No worries. Considering it's right in front of the rear bumper brace and the frame is pretty rusty, I'm thinking someone must have pulled a heavy trailer too much or something. Since the frame rail is a C shape, I'm thinking of taking a fish plate and putting it on the inside of the crack and then fill in the crack from the other side with a normal MIG welder. Then running a bead along the outside of the fish plate on the inside of the frame. After that, I'll grind down the outside of the frame smooth. That way it will look seamless, but the plate will be on the inside. What do you think?

Jesse


----------



## Bondo

> What do you think?


Ayuh,... Short of replacing the frame rail, it might work Ok...

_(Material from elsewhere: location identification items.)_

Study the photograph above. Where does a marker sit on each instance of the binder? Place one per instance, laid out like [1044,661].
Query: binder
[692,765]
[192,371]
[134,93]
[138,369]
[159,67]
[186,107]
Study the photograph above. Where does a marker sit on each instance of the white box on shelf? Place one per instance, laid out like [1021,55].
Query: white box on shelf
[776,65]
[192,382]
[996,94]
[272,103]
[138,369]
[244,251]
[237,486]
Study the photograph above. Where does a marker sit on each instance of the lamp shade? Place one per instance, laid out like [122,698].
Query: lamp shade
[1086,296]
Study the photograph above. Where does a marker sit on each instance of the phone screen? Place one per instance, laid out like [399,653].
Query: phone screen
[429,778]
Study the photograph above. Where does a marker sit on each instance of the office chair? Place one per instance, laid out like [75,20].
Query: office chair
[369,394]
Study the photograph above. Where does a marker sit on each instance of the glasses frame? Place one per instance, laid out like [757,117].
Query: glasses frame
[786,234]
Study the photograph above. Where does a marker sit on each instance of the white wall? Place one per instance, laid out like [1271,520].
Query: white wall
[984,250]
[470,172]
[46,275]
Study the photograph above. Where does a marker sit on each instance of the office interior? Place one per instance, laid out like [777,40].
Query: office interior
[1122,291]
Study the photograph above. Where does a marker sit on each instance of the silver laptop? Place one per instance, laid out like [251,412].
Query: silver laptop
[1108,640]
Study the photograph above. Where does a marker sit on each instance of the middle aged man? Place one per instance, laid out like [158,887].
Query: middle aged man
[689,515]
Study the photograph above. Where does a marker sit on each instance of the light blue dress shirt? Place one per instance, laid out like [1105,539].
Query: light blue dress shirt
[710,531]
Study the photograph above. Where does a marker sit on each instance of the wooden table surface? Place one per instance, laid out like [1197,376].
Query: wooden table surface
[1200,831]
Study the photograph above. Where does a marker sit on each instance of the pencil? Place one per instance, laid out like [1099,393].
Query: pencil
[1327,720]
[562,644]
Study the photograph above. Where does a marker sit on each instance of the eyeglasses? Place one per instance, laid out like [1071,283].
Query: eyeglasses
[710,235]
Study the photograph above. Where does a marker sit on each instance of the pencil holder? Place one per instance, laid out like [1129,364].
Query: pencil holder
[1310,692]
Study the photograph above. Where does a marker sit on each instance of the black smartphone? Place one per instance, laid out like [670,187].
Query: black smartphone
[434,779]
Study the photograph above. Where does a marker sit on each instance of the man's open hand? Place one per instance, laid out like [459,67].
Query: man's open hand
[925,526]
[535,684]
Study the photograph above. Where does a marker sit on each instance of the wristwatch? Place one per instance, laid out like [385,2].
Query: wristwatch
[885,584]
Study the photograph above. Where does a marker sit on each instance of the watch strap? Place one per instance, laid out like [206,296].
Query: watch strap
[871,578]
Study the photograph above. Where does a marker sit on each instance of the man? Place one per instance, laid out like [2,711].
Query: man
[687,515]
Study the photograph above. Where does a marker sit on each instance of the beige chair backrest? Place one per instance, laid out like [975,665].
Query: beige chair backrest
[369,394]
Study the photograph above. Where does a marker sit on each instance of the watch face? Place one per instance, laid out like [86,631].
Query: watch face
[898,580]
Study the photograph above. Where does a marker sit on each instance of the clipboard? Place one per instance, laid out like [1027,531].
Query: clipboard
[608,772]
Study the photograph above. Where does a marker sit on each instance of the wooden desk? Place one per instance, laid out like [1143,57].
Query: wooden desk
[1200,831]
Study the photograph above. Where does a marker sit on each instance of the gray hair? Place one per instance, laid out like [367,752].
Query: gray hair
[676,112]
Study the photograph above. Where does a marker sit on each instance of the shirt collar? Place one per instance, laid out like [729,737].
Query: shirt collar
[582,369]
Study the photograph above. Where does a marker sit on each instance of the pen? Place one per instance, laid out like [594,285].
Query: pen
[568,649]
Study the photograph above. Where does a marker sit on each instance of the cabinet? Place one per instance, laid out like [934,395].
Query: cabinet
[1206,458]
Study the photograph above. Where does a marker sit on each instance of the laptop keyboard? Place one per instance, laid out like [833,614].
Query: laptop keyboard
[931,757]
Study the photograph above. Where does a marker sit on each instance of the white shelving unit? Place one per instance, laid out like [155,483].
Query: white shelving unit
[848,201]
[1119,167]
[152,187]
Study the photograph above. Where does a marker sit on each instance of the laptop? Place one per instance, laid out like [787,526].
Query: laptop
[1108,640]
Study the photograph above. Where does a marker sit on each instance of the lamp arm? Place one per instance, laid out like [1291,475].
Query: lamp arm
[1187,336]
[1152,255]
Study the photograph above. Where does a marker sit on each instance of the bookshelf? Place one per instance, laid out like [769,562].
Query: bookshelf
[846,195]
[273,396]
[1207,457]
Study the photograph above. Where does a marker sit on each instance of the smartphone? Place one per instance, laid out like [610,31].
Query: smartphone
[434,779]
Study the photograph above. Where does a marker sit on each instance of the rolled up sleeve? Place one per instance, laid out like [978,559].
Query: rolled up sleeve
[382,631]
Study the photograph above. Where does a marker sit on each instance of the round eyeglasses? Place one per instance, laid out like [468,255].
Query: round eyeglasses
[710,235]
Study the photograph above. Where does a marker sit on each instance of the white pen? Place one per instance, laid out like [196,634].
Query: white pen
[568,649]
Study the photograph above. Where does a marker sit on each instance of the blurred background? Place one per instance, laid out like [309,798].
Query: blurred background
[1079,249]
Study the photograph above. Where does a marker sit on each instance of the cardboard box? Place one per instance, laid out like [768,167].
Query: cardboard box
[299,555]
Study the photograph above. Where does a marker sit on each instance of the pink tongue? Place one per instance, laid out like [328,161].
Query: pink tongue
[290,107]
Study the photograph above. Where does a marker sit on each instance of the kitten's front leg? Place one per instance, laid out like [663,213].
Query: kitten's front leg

Btw,... Cut the fishplate in a diamond pattern, 'n do *NOT* weld the ends completely....
It'll keep the rails from crackin' at the ends of the fishplate...


----------



## jpearson311

Bondo said:


> Ayuh,... Short of replacing the frame rail, it might work Ok...
> 
> Btw,... Cut the fishplate in a diamond pattern, 'n do *NOT* weld the ends completely....
> It'll keep the rails from crackin' at the ends of the fishplate...


When you say the ends of the fish plate, you mean the points? Like the top, left, bottom and right sides of the diamond shape?

Jesse


----------